La compañía describe su estrategia como la construcción de «algoritmos abiertos y de naturaleza abierta» orientados a generar innovación continua: el primer paso será automatizar el propio proceso de investigación en IA y, acto seguido, aplicar esa metodología automatizada a otras disciplinas científicas. Tim Rocktäschel, cofundador, invocó la idea de Stanisław Lem sobre la 'barrera de información' como motivación para buscar una automatización más completa del método científico.
La ronda de financiamiento fue de $650 millones, con una valoración de $4.65 mil millones para la empresa. La operación estuvo liderada por GV y Greycroft, con participación de AMD Ventures y NVIDIA; un informe de abril de 2026 había señalado una cifra superior a $500 millones antes de conocerse el monto final. El liderazgo ejecutivo está encabezado por Richard Socher y Tim Rocktäschel; el equipo fundacional reúne investigadores procedentes de OpenAI, Meta y Uber IA. Esa composición sugiere experiencia acumulada en modelos de lenguaje, aprendizaje profundo y productos comerciales, aunque la compañía aún no ha publicado resultados técnicos verificables ni descripciones de arquitecturas.

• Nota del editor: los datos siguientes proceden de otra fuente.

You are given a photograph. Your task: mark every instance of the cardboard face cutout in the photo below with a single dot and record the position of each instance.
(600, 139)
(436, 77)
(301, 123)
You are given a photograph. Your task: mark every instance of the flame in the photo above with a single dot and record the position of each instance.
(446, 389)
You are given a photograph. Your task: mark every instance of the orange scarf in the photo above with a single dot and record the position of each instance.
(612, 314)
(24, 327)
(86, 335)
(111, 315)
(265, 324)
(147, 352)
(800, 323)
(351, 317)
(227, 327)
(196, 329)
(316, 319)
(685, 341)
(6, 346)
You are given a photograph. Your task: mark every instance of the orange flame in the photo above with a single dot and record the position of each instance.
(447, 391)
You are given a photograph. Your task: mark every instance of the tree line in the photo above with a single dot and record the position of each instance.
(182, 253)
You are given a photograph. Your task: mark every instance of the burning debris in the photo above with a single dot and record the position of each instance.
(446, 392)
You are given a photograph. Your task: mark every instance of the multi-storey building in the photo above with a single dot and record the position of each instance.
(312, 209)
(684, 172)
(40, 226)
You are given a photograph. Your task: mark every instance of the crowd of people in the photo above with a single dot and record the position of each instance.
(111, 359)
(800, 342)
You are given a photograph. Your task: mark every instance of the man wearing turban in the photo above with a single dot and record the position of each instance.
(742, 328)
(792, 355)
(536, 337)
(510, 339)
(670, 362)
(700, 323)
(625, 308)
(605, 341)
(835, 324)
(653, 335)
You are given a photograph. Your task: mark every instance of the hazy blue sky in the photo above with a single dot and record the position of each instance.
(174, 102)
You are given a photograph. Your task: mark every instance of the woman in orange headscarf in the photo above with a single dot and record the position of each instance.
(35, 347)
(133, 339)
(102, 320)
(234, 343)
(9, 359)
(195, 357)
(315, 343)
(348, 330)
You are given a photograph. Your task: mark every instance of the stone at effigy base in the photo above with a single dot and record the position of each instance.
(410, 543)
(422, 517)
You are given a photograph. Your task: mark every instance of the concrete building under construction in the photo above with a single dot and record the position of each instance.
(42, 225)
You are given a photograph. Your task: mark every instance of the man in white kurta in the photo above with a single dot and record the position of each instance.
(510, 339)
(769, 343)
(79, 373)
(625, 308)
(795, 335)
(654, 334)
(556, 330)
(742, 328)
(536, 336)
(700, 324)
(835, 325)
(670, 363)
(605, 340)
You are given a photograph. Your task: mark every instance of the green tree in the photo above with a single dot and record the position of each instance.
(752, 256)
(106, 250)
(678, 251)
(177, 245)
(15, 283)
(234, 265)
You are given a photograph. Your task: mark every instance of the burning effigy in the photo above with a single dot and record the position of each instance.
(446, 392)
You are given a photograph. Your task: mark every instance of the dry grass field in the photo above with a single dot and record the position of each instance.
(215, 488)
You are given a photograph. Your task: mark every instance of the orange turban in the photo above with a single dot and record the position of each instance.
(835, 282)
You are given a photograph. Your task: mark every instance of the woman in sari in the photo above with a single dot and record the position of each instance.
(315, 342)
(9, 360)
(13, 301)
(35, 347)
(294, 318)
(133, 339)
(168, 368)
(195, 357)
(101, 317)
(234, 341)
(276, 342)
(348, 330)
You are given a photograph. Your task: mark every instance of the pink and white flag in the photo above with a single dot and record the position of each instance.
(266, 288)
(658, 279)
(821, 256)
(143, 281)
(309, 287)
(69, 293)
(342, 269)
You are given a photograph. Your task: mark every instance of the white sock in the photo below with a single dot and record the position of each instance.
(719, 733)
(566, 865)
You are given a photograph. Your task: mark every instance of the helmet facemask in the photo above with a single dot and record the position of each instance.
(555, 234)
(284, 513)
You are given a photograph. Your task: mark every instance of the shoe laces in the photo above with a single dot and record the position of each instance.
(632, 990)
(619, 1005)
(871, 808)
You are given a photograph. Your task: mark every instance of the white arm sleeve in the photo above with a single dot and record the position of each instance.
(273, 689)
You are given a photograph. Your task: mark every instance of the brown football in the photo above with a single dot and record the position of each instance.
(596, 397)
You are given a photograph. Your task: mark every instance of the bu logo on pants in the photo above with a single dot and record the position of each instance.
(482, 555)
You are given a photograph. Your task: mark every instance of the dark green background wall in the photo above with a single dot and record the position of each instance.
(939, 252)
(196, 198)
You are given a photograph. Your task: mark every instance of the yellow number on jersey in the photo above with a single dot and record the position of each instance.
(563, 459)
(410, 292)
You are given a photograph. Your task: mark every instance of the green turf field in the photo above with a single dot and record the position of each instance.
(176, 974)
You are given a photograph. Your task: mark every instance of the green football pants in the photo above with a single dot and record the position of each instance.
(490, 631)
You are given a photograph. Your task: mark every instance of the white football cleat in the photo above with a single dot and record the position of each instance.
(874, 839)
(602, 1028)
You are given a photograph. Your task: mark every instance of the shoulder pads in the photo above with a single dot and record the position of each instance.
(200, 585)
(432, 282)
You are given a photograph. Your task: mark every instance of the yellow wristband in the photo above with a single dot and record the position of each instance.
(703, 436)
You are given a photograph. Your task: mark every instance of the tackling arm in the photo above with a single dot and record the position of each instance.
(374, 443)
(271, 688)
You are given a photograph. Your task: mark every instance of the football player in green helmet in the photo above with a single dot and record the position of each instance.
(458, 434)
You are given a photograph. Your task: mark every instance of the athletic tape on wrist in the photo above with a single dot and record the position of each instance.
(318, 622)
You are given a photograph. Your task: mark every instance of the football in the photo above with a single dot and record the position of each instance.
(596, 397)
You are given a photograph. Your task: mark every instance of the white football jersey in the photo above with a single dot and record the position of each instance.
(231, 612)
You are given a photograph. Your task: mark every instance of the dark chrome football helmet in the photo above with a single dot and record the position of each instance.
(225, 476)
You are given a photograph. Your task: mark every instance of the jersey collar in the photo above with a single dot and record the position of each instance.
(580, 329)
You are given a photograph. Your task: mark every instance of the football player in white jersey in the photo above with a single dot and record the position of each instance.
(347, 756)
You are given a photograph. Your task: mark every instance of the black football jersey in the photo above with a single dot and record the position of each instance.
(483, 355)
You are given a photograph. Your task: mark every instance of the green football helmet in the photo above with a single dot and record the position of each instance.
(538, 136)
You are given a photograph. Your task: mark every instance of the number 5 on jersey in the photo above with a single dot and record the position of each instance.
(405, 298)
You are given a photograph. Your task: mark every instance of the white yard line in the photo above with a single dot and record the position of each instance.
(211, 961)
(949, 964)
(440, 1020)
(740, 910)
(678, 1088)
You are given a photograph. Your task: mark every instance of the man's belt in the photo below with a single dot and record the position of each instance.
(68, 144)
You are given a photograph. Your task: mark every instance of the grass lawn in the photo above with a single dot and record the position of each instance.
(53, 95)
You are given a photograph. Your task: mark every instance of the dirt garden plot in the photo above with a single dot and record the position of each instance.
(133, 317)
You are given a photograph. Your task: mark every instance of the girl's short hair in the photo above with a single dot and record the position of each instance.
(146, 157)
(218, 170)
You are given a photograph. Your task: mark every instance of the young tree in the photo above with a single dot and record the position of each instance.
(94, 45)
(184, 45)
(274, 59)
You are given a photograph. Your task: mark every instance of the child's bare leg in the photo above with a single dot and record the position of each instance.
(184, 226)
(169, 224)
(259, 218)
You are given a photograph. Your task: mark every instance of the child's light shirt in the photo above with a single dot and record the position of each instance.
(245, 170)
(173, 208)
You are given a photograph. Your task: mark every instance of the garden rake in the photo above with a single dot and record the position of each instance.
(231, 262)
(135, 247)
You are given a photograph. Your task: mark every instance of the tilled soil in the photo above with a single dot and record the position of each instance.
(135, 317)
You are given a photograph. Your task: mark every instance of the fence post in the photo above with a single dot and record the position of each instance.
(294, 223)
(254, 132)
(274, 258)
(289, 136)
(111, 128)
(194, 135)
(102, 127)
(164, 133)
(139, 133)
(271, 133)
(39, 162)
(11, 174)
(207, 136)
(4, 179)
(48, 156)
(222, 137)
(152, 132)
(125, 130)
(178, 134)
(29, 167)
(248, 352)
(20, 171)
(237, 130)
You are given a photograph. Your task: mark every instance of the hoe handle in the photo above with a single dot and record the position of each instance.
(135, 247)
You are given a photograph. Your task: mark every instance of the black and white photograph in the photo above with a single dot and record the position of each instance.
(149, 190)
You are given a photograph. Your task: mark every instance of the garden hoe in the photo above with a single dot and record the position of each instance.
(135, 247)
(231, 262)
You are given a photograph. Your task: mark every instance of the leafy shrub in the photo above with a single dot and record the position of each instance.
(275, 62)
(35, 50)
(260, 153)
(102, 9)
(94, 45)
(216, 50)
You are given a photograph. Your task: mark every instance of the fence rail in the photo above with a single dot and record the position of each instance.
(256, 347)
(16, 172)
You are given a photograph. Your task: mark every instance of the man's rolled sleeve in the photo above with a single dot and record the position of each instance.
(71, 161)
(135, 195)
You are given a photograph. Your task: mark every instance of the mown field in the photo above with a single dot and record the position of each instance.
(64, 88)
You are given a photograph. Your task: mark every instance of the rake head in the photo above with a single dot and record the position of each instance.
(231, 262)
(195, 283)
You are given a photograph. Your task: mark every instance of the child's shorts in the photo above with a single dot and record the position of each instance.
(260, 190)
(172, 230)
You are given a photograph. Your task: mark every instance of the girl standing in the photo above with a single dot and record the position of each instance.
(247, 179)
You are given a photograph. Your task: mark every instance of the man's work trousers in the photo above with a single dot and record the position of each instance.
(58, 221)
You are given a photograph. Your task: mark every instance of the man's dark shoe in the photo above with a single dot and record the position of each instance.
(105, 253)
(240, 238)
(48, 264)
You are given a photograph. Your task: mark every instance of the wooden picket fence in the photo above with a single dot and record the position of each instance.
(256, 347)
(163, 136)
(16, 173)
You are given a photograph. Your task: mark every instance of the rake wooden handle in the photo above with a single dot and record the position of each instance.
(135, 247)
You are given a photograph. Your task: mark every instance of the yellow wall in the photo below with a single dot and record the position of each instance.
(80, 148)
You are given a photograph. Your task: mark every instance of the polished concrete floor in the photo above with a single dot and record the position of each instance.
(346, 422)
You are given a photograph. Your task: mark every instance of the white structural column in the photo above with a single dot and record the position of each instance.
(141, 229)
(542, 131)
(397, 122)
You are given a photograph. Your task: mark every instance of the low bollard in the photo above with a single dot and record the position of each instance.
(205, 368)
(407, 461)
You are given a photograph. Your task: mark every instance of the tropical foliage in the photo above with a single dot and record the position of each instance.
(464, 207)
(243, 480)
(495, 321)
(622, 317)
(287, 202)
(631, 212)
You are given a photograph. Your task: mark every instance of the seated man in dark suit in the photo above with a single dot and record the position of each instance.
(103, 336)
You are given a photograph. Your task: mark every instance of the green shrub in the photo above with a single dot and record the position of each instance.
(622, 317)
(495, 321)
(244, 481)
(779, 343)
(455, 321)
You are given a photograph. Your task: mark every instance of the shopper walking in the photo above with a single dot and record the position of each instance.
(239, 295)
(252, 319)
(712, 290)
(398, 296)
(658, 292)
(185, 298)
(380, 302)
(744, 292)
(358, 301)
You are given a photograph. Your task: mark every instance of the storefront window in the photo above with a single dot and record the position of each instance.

En su comunicación pública, Recursive no detalló modelos, APIs, cronogramas, métricas de referencia ni SDKs. Para equipos de ingeniería y operaciones esto implica que, por ahora, no existen artefactos públicos que permitan evaluar reproducibilidad, requisitos de cómputo o vías de integración en pipelines existentes; la iniciativa se presenta en fase estratégica y conceptual.
La conjunción de capital significativo, liderazgo con trayectoria y una apuesta explícita por automatizar la investigación plantea consecuencias prácticas para la infraestructura y gobernanza de la IA: mayor necesidad de orquestación experimental, escalado de recursos computacionales y atención a cómo se validan y regulan los resultados. Al mismo tiempo, sin publicaciones técnicas públicas, el alcance real de los beneficios y de los riesgos asociados deberá verificarse y validarse por la comunidad técnica en próximas etapas.